Photothermal Microscopy and
Spectroscopy Webinar

Microbubbles can be a powerful tool for driving small amounts of fluid (microfluidics). For example, applying a temperature gradient to microbubbles creates a surface tension gradient that generates Marangoni flow. In addition, rapid changes in the size of microbubbles due to phase transitions or the high compressibility of gases can also powerfully drive the ambient fluid. Photothermal heating is well suited to control such microbubble behavior by tuning the local temperature distribution. When focusing a laser on light-absorbing thin films or nanoparticles, the laser spot or the particles can be used as localized heat sources. The heat generation density distribution of these heat sources can be easily varied depending on the intensity and irradiation area of the light, which allows precise control of the position of bubble formation and the temperature gradient on the bubbles.

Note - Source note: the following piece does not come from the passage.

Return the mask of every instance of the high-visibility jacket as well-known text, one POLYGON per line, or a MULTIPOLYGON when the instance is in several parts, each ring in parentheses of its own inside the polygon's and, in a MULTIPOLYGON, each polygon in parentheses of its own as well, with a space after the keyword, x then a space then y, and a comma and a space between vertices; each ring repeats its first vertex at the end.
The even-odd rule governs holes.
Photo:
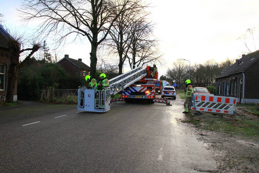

We previously showed that photothermal heating can control Marangoni convection around air microbubbles [1]. We have also demonstrated the generation of flows on the order of 1 m/s around vapor bubbles in degassed water [2] and the control of the direction of these flows [3]. In this presentation, including these results, we would like to show how sensitive bubbles are to photothermal heating conditions [4].

1. K. Namura, et al., Appl. Phys. Lett. 106, 043101 (2015).
2. K. Namura, et al., Sci. Rep. 7, 45776 (2017).
3. K. Namura, et al., Adv. Mater. Interfaces 9, 2200200 (2022).
4. K. Namura, et al., Adv. Mater. Interfaces 7, 2000483 (2020).